In the spirit of post-holiday writing, here is a real contest opportunity that also makes a great writing prompt. The PC does not stand for Politically Correct (haven’t we had enough of anything to do with politics?) The PC is for POST CARD Story Writing Contest, and writers can use any post card and then write up to a 500-word story about the cover.
The deadline for The Geist Literal Literary Post Card Story Contest is Feb. 1, 2015, and entries can be made online. The cash prizes are $500, $250, and $150, and this Canadian contest is open to ALL writers everywhere. For full guidelines, details and examples of past winners: http://www.geist.com/contests/postcard-contest/
Another contest for All writers is the Narrative Travel Writing Contest/2015. There is no entry fee, and the first prize is $500 for a creative narrative entry about a great travel suggestion: http://www.transitionsabroad.com/information/writers/travel_writing_contest.shtml
If I were still using writing contests as prompts for my Mom, I would show her the postcards below and ask her to make up stories. For the Dust Bowl, maybe she would tell a story about mothers putting wet sheets over the insides of windows and doors to keep children from choking on the blowing dust. Of if I showed her the post card about cowboys taking a Saturday night bath in a pond, she might make up a funny story.

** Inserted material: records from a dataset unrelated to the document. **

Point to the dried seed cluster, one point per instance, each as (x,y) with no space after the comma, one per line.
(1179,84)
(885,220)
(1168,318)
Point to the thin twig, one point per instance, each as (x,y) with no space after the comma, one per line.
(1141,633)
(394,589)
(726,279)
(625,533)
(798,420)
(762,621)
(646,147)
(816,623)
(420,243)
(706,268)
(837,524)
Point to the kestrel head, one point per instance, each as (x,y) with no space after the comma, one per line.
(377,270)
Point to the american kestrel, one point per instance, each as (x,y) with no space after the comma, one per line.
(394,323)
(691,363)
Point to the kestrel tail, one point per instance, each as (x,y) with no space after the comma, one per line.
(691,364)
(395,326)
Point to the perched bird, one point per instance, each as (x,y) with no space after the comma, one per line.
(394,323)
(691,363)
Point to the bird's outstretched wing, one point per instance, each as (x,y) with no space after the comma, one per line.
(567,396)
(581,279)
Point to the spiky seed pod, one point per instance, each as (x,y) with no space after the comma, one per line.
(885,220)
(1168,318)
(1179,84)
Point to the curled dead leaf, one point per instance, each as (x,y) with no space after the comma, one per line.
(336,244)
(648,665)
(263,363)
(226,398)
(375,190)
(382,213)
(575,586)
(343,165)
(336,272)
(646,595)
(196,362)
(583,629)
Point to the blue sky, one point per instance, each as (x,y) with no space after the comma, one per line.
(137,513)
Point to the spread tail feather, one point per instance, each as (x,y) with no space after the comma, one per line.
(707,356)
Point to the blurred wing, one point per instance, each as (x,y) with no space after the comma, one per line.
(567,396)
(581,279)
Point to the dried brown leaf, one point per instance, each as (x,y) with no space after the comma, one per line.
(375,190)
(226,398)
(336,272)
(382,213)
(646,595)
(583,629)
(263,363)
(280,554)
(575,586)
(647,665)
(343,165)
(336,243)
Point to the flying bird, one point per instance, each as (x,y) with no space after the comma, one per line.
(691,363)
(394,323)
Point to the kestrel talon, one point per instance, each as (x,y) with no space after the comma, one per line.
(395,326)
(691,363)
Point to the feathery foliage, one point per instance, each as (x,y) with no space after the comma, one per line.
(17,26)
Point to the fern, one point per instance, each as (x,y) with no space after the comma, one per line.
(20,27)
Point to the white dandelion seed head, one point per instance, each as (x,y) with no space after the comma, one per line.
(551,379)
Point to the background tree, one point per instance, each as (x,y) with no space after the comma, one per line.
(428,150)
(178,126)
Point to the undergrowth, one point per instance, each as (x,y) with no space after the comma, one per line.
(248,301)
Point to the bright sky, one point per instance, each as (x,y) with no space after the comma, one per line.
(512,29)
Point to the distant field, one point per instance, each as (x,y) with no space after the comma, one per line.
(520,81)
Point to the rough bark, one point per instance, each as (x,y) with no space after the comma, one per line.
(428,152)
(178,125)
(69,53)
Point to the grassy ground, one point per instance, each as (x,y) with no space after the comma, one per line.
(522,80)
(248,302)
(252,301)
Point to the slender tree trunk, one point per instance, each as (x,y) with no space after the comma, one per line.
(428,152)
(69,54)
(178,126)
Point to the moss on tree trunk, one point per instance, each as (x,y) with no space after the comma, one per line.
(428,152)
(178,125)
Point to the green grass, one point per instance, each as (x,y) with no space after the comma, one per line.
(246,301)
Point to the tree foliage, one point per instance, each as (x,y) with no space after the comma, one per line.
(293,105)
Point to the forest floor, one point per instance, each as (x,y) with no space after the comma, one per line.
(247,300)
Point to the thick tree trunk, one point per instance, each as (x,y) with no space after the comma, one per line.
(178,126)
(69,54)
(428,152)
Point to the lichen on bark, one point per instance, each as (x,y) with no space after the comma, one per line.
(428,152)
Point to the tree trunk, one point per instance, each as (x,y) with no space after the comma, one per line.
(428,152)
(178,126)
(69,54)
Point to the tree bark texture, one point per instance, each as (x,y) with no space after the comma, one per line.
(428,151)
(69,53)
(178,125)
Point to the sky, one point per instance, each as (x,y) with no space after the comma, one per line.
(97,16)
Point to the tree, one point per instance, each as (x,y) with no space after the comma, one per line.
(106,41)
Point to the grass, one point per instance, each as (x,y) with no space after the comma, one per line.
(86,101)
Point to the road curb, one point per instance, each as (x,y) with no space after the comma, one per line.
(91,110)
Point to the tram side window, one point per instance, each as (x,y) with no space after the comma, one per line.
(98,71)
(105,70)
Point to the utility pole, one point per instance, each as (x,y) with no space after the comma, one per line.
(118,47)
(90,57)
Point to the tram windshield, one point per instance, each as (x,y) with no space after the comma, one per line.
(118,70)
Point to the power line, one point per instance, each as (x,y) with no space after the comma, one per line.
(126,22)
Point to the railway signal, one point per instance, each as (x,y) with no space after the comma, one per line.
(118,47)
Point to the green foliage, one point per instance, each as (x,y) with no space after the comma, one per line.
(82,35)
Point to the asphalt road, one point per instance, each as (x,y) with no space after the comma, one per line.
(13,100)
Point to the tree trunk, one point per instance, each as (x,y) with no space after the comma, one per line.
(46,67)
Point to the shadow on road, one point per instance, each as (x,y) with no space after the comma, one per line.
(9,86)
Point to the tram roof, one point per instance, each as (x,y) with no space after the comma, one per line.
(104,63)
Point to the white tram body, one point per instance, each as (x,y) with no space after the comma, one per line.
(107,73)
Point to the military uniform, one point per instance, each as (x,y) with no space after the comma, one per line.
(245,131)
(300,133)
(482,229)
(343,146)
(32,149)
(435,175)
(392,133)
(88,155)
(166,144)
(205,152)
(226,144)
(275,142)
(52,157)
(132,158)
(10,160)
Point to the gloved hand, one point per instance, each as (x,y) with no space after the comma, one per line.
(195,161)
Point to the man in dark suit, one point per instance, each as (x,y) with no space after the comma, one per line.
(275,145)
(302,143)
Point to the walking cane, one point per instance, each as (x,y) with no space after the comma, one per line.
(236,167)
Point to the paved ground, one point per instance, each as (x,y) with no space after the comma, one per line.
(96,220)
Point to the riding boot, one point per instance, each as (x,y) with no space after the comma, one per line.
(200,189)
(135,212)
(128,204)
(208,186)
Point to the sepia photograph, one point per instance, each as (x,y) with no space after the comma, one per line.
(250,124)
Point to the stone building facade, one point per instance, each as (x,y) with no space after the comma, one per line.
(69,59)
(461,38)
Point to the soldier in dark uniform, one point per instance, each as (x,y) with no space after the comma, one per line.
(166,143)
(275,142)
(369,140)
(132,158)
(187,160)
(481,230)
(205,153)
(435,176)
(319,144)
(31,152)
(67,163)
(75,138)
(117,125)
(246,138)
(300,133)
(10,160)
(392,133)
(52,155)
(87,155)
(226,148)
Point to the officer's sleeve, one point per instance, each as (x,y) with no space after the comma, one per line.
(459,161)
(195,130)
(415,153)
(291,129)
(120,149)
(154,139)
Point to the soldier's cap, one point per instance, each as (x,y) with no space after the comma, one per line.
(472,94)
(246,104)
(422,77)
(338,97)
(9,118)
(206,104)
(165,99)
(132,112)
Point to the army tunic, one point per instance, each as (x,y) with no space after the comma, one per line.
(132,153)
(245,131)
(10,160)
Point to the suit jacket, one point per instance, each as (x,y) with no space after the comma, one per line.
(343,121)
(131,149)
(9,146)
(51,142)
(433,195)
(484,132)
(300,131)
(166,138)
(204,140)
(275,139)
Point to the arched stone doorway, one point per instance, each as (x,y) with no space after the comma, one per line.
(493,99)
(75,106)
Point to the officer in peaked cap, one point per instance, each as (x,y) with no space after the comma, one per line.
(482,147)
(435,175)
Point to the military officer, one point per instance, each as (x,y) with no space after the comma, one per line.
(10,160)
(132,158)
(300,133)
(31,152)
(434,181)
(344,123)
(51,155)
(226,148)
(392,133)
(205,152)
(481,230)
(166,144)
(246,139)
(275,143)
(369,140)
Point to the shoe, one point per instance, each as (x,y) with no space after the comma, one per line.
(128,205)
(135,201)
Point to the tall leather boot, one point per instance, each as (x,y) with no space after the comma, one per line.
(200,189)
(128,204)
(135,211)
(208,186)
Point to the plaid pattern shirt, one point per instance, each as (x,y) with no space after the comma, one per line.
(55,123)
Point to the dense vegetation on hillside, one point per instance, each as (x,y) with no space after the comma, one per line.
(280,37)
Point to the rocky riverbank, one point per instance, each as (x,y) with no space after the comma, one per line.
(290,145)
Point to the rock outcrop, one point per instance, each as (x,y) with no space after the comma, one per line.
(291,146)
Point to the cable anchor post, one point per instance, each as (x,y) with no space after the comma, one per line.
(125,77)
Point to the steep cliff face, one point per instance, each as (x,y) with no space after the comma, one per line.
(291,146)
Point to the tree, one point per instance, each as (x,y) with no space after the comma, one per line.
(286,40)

The post card of another Kansas personality, President Ike Eisenhower, shows him talking to the troops in WWII. What fictional conversation would you write to create a story?
As we approach the beginning of a new year—with new opportunities for writing, creating, sharing our ideas and talents—remember that sometimes practice writing can blossom into excellent entries in writing contests. Plus, practice writing keeps us thinking, and when we’re actively thinking, it’s a good way to keep our minds active.